A few years ago, I had the opportunity to write a devotion to be included in a book of prayers and devotions.  As I re-read the devotion, I am reminded that the lessons in her words apply just as much today as they ever have.  The world feels anything but “well.”  We crave certainty and the familiar, control and normalcy.  And yet a virus with no yet known cure has ravaged our lives and worlds, which will likely never be “normal” again.  How can we possibly find peace? How can anything be well in this time?  I offer Julian’s words and this devotion as one path. 

Excerpt from We Pray With Her: Encouragement for All Women Who Lead.  Peck-McClain, E., Trexler, D., Tyler, J., Boyer, P., and Sullivan, S.  Nashville: Abingdon Press, 2018:

As a hospital chaplain, I spend a lot of time with people for whom all is not well.  Their stories are often heartbreaking: their bodies are not well, and frequently ,as a result, their emotional lives are not well, their relationships are not well, and their souls are not well.  To say to them, “all shall be well,” feels insensitive to the pain they are experiencing.  And yet, those are precisely the words that Julian of Norwich heard from Jesus in a vision during a time when she suffered from a grace illness and was prepared to die.  Instead of death, she experienced God speaking to her, offering visions or unending love.  God reminded her that although there are reasons to worry, reasons to feel exhausted by life’s struggles, God will provide for us.

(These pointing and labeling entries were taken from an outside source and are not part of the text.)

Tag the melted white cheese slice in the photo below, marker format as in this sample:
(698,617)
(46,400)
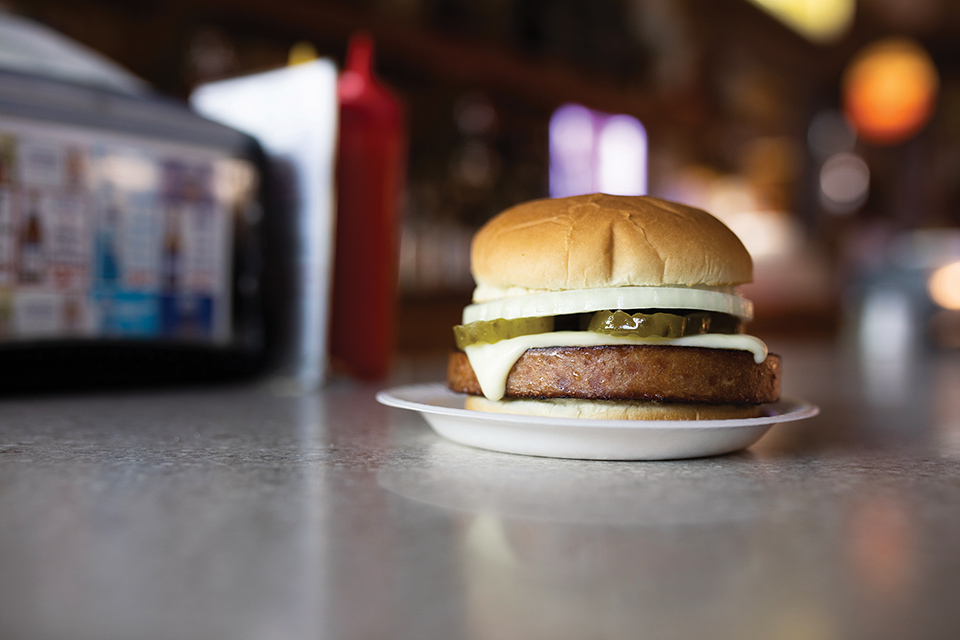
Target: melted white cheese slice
(492,362)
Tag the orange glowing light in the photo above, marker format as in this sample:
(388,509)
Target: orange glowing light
(890,89)
(944,286)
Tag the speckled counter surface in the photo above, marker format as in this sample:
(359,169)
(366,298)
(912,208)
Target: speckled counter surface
(236,513)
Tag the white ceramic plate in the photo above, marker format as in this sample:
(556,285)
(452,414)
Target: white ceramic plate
(588,439)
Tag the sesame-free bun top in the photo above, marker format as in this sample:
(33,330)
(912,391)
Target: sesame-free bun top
(599,240)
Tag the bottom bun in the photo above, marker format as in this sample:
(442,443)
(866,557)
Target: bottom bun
(613,409)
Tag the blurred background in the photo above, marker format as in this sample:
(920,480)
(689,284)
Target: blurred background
(826,133)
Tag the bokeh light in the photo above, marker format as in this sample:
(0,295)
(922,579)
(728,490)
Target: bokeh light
(844,183)
(944,286)
(890,90)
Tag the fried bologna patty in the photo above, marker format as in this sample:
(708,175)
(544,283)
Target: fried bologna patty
(670,374)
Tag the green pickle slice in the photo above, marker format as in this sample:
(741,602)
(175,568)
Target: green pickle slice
(491,331)
(661,325)
(612,323)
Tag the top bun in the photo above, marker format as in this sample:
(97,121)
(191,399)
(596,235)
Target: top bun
(598,240)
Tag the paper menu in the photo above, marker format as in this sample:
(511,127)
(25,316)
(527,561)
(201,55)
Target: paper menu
(108,235)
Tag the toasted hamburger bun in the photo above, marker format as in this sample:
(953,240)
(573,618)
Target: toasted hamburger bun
(598,241)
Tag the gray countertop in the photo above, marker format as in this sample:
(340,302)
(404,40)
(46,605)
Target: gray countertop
(239,513)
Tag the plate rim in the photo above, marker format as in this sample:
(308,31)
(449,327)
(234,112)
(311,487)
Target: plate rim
(789,409)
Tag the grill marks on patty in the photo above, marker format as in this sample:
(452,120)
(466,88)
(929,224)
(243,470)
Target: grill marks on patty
(643,372)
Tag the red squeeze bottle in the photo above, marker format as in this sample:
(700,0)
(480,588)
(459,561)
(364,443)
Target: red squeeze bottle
(370,169)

                The first time I heard these words was in a song we performed in my church choir.  From the moment I first sang her words, they struck a chord deep within my soul.  It felt counter-intuitive to say “all shall be well” at a time in my life all was very much not well.  But something was grounding and affirming in repeatedly singing that phrase against a simple yet powerful melody.  Julian’s visions remind us that amid all our struggles, God provides us unending love, hope, and peace, no matter what.  Indeed, all shall be well.

                We all have those moments, seasons, and even years when all is not well.  We face struggles that churn up those gut-wrenching feelings of unrest, times when we cry out to God for peace and wholeness and rest amid pain, uncertainty, and chaos.  One of the hardest things to do is to sit with that “unwellness,” to realize we are unable to fix it and, yet still, to find some measure of peace.  Julian’s visions remind us peace isn’t the absence of struggle; rather peace is remaining grounded in the strength of our faith, in a belief that tells us God is our ultimate source of peace and that, through God, all shall indeed be well.